Sweeney was determined that Gringo not suffer that same fate. He educated himself about exotic birds, reading books like The Parrot Who Owns Me while catering to Gringo’s current needs and pondering his future.
As a yellow nape Amazon parrot, Gringo, who was only about 6 months old when Sweeney met him, will live to around 70. He now essentially has the run of Sweeney’s Siesta Key home, including the biggest cage that would fit in his owner’s music room and about 100 feet of rope perches on the back porch. He has a playhouse as well as a dark box where he can hide away.
“He has more square footage than I do,” said Sweeney.
He also keeps the bird’s flight feathers trimmed to keep from unfortunate run-ins with windows or ceiling fans.
Now that he’s hit puberty, Gringo likes to shred towels and assemble them in his house like he’s trying to build a nest.
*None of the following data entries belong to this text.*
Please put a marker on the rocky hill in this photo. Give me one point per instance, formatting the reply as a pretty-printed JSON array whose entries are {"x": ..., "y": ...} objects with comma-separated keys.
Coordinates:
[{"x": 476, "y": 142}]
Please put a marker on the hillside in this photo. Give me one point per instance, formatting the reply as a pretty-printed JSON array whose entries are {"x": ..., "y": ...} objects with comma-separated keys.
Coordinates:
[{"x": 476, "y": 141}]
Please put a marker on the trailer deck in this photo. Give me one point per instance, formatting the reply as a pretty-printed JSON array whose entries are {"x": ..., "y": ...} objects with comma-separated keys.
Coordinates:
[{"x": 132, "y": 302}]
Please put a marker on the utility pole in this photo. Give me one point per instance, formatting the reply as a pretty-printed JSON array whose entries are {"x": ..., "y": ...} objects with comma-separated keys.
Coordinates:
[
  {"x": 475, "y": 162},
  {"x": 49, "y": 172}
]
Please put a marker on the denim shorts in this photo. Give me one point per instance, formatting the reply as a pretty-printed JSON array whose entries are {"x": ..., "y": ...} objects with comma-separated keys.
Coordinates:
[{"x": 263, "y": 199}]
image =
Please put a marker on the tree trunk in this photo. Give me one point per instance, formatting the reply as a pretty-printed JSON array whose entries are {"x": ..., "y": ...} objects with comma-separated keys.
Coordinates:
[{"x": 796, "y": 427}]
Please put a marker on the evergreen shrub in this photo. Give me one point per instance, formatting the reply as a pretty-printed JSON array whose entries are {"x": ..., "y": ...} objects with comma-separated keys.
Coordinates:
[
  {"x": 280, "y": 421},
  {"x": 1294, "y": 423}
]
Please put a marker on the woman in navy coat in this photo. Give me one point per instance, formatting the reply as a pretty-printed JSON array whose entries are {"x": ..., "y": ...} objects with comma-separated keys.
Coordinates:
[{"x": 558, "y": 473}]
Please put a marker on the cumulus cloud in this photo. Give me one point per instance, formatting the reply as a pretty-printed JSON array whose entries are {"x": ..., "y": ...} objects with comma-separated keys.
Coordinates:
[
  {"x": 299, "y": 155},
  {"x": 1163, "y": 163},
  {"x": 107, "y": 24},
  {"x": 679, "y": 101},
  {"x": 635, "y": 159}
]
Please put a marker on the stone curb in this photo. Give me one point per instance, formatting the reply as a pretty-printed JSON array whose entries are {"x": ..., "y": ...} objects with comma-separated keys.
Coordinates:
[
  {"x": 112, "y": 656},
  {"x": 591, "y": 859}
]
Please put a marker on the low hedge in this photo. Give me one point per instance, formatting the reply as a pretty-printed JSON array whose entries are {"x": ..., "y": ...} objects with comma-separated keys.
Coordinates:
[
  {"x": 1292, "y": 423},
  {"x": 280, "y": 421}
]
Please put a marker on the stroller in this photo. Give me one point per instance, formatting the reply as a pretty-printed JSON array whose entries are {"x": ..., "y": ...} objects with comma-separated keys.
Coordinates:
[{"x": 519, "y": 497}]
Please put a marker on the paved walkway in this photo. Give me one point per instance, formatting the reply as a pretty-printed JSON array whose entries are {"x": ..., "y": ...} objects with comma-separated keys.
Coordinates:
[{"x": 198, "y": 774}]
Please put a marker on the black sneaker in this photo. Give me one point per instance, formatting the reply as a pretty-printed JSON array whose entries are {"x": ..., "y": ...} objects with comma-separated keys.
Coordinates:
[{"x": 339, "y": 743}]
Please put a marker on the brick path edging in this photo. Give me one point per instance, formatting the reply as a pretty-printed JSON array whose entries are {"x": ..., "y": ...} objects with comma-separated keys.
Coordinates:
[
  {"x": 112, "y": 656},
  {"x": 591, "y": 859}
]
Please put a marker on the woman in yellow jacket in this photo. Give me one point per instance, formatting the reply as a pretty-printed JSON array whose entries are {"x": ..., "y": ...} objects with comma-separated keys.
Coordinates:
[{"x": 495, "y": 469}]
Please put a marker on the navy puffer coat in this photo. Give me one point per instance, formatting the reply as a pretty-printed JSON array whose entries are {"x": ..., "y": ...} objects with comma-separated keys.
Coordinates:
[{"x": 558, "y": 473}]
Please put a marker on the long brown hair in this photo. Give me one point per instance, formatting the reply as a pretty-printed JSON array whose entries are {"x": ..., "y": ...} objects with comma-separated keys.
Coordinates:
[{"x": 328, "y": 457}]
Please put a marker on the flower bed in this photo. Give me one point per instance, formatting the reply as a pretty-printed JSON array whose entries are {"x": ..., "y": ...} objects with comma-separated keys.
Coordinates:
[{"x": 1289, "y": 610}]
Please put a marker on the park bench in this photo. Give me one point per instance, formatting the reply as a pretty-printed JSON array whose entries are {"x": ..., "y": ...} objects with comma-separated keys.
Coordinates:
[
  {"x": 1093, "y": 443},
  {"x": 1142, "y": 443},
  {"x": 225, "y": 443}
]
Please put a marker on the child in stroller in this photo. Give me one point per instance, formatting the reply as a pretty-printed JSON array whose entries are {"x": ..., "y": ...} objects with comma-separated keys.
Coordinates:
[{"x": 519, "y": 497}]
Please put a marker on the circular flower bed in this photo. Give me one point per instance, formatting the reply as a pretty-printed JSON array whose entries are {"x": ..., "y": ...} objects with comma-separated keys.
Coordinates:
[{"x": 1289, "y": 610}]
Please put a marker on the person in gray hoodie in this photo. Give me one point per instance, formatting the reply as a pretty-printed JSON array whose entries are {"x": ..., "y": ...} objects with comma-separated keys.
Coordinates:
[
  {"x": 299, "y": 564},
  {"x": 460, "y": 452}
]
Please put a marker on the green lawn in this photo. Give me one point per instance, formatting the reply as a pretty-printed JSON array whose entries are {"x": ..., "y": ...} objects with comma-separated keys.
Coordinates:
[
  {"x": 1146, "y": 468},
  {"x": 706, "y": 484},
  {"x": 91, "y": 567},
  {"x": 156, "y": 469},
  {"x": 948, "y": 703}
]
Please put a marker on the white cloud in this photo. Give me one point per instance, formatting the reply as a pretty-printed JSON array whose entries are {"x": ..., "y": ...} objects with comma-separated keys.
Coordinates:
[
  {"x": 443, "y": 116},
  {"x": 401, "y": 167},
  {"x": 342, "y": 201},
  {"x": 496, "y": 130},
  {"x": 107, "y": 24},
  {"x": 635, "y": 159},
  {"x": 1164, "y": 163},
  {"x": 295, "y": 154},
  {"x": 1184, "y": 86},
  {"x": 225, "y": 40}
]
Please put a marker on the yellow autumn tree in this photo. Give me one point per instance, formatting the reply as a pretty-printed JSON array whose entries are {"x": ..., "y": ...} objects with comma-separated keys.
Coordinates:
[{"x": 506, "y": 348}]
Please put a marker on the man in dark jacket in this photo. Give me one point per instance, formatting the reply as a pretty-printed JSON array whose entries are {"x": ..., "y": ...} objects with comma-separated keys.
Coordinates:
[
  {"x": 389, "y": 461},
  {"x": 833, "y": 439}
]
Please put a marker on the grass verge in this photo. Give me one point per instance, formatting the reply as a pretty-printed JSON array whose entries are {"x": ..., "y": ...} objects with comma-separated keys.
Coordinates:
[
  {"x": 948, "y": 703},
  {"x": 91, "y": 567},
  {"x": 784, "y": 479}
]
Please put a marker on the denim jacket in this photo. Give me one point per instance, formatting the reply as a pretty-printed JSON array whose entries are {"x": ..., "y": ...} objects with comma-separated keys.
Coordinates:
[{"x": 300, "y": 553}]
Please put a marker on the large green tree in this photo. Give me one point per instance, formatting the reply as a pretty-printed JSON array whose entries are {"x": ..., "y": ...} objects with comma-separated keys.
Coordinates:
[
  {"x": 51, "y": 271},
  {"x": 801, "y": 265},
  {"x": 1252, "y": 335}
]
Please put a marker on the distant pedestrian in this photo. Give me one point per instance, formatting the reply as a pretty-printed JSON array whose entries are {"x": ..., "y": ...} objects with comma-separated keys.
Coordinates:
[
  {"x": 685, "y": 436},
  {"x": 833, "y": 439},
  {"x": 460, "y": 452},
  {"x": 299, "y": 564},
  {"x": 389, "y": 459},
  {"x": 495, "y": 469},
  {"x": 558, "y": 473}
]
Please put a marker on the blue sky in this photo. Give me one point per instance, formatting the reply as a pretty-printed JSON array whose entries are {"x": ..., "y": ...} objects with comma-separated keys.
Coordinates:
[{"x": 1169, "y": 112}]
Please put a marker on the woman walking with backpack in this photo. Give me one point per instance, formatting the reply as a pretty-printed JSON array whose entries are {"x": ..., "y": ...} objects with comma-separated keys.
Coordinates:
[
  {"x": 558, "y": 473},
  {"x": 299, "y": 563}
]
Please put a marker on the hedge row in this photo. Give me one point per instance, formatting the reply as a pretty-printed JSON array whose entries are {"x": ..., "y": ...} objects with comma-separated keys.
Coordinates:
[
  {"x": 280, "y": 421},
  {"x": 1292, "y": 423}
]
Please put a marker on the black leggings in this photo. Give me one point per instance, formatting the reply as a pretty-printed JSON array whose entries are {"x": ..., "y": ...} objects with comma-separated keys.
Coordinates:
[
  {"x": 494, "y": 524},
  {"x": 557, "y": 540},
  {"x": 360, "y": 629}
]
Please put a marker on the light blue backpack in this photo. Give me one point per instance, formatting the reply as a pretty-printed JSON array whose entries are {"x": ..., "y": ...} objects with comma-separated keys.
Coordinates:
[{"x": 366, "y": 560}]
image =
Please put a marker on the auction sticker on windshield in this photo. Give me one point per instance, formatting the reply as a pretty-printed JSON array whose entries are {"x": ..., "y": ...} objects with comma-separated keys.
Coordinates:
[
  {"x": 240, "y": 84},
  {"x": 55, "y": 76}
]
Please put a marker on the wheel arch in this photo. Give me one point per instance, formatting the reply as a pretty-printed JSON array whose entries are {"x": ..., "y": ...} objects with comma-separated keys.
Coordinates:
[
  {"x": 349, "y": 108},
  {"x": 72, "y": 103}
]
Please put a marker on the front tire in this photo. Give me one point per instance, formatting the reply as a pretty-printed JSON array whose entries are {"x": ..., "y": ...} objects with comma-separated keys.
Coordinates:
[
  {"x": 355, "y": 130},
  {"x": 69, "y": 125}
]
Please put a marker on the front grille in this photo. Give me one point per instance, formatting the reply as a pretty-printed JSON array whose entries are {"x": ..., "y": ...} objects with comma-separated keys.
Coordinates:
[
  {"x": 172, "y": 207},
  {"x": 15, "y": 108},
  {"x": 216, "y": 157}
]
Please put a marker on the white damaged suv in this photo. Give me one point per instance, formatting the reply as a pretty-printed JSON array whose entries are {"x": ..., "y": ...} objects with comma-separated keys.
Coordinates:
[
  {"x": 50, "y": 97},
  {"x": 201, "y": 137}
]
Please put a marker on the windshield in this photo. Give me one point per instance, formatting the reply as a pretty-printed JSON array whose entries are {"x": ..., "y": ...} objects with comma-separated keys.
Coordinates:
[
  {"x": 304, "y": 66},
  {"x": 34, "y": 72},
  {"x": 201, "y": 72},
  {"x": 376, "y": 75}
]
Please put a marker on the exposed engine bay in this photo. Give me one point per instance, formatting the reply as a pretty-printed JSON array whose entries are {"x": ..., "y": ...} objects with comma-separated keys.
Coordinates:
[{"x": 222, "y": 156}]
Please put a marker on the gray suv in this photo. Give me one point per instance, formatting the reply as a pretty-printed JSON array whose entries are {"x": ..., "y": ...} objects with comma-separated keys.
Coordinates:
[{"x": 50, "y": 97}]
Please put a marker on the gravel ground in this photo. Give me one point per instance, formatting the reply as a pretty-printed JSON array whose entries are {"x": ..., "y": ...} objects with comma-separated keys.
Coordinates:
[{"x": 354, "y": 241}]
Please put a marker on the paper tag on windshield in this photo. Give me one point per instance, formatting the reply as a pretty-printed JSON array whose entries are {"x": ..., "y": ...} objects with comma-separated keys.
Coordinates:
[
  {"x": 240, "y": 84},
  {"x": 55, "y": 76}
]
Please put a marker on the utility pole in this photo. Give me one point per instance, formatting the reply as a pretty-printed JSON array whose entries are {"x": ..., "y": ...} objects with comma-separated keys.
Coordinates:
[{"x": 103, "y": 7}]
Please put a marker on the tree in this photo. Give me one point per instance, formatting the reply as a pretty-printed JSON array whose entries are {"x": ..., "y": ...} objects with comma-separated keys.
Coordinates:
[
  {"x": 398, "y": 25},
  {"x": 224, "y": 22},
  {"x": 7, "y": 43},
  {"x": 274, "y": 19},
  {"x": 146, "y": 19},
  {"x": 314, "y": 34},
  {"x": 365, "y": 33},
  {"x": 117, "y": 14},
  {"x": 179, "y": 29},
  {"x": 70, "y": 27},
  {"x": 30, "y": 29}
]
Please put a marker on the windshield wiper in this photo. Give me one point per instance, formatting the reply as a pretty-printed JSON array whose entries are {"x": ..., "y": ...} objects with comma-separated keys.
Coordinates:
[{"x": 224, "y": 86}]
“He’s still just a kid,” said Sweeney.
Gringo sings songs, tells jokes, and is learning how to count and spell. Pedestrians near Out-of-Door Academy might overhear his performances.
“Some things he never forgets. Some things you’ll hear for a while, then you won’t hear it for a year, and then it comes back,” said Sweeney. “If you leave him alone, he’ll break into a matinee and do everything he knows.”
He added, “His laughter is addictive.”
As fond as he is of Gringo, Sweeney now knows that the bird will likely outlive him by several decades. He’s already begun planning for Gringo’s future without him.
“I don’t know anyone I could trust to give him the proper care for the rest of his life,” he said. Instead, Sweeney is looking at organizations that rehabilitate exotic birds so that they can eventually be re-released into the wild in South America. (Gringo was bred in captivity, but he can still be trained to survive in the wild.)
Before release, these organizations spend time teaching the birds how to fly, navigate, and find food. Then the animal is fitted with a tracker, released, and monitored for safety. The former owner receives regular updates about the bird’s new life.
Sweeney estimates Gringo’s transition may be about 10 years away.
“As long as I’m able to, I’d like to keep him in my life,” said Sweeney, “but I’d also like to see him raise his own family.”